(aka – Scaled Back ‘Build Back Better’)
President Biden signed into law the Inflation Reduction Act today. Whether you agree with the title of the bill, it includes sweeping changes for the solar industry, electric vehicles, and the environment. The vote passed 50/50 in the Senate under Reconciliation Procedures, with Vice President Harris casting the tie-breaking vote, and easily passed in the House of Representatives. President Biden then signed the bill into law this morning.
This bill is arguably a smaller and more targeted ‘Build Back Better’, which has many of the same goals. It allocates up to $730 billion on various goals, including allocating $370 billion on climate change and clean energy production, as well as boosting US energy production. It provides incentives for households and private companies to shift to renewable energy, and adjust consumption. This will have a major impact on the Solar Industry, as well as jump-start the transition to large-scale deployment in battery storage for renewables.

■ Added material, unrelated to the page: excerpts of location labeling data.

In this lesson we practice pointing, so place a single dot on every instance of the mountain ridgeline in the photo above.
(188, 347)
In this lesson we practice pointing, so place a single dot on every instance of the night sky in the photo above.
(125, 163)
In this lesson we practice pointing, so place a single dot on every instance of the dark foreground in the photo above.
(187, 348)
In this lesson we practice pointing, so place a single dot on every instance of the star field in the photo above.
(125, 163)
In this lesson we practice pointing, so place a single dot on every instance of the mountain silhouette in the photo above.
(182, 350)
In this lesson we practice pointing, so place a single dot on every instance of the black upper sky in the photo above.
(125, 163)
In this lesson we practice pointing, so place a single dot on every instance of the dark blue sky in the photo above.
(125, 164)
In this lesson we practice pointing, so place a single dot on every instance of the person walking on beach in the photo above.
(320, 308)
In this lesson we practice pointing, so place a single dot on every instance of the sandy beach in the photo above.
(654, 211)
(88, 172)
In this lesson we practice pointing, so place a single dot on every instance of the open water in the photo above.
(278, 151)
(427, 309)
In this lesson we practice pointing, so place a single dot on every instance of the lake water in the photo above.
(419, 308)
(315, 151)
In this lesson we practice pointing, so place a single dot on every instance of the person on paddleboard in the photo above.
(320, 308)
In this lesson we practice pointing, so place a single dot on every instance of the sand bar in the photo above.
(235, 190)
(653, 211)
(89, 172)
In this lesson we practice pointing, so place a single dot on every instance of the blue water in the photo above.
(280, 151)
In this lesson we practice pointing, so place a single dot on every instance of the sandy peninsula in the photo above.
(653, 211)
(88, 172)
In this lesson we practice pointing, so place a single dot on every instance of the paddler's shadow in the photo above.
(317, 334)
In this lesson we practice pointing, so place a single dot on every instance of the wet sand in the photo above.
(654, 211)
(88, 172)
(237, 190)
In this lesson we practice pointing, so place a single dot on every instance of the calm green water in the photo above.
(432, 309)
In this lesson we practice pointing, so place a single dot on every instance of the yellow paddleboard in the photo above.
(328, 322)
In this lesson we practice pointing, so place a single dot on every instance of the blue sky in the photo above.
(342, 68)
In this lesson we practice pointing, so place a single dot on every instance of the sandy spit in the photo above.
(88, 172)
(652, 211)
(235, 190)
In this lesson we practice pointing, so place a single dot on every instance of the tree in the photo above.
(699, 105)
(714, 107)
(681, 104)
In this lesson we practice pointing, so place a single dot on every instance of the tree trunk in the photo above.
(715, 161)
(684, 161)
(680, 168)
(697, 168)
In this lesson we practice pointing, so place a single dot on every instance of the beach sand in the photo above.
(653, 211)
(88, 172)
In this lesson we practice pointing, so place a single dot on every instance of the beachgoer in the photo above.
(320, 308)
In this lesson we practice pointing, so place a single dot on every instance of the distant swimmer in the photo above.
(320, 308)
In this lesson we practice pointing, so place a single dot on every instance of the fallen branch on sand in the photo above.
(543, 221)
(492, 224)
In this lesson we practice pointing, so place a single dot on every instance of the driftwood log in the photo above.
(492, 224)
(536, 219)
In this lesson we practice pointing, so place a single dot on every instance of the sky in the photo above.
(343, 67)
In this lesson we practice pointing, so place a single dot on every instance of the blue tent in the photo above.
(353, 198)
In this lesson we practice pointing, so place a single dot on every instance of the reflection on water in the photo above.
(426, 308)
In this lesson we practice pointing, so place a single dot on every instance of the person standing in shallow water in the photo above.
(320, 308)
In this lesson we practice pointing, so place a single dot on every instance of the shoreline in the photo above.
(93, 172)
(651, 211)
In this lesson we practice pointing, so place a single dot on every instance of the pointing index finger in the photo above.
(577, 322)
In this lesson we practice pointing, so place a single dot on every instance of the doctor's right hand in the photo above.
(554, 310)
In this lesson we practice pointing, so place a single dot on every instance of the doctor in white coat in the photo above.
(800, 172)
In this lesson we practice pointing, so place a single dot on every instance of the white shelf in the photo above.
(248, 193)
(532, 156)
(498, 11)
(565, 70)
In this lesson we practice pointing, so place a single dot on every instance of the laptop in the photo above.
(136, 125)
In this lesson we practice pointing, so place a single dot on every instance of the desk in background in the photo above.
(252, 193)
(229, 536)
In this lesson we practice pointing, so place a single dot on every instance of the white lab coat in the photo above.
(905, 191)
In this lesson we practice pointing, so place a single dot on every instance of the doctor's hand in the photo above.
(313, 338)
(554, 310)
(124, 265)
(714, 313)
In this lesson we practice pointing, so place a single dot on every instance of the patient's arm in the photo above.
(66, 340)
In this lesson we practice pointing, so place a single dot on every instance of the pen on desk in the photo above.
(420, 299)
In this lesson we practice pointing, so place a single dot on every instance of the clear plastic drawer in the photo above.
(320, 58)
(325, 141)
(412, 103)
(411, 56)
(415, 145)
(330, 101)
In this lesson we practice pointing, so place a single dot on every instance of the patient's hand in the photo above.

Specific to the Solar Industry, the new law has the following major provisions:
- The ITC Solar Investment Tax Credit increased; from 26% to 30%. The credit will last until 2032, for a full 10 years!
- The credit may now be transferred or sold to other taxpayers, and can be applied to both residential and business projects.
- Energy Storage Projects will now receive the full tax credit of 30%. Previously, some projects had difficulty meeting certain requirements, and this new law removed many of those. Batteries connected to a solar project will qualify, even if no longer being charged by solar power.
- Interconnection Costs are now INCLUDED in the tax credit, for projects up to 5 MWac.
- The tax credit could increase an additional 10%, to 40% total; provided the project utilized domestically produced hardware. In addition, projects sited in ‘former energy communities’ (associated with fossil fuels) the project could earn another additional 10% tax credit.
Specific to the battery electric vehicles, the new law has the following major provisions:
- The new EV Tax Credit set to $7500 for a new EV or Hybrid, and there were provisions for a $4000 tax credit on the purchase of a used, qualified vehicle. The credit will be in effect for 10 years.
- Many improvements for EV Tax Credits, that make the credit easier and more available, but focusing on domestic production of EVs.
- EVs assembled outside North America will no longer qualify, income thresholds imposed, and maximum pricing for sedans and hatchbacks ($55,000) and SUVs, trucks, and vans ($80,000).
- ‘Commercial Clean Vehicles’, like the new Tesla Semi, will also qualify for up to $40,000 in incentives.
- Provisions for starting in 2024 for at least 50% of the EV batteries to be sourced from USA, Canada, or Mexico, and rising to 100% by 2028.
- NOTE: The incentive is now also applicable to plug in and non-plug in hybrid vehicles, if the battery pack is at least 5.0 kWh in size, and is therefore not exclusive to fully battery powered electric vehicles.
Funding for the bill is through new tax provisions, prescription drug pricing reform, and on increased IRS tax enforcement. This includes a mandatory 15% corporate minimum tax on large corporations. There is much debate as to whether the new law will bring down inflation, but there is definitely has major incentives and benefits to promote renewable energy and the electrification of the US Vehicle fleet. These steps should lead to drastic improvements to the environment, the climate, and the stability of our energy grid.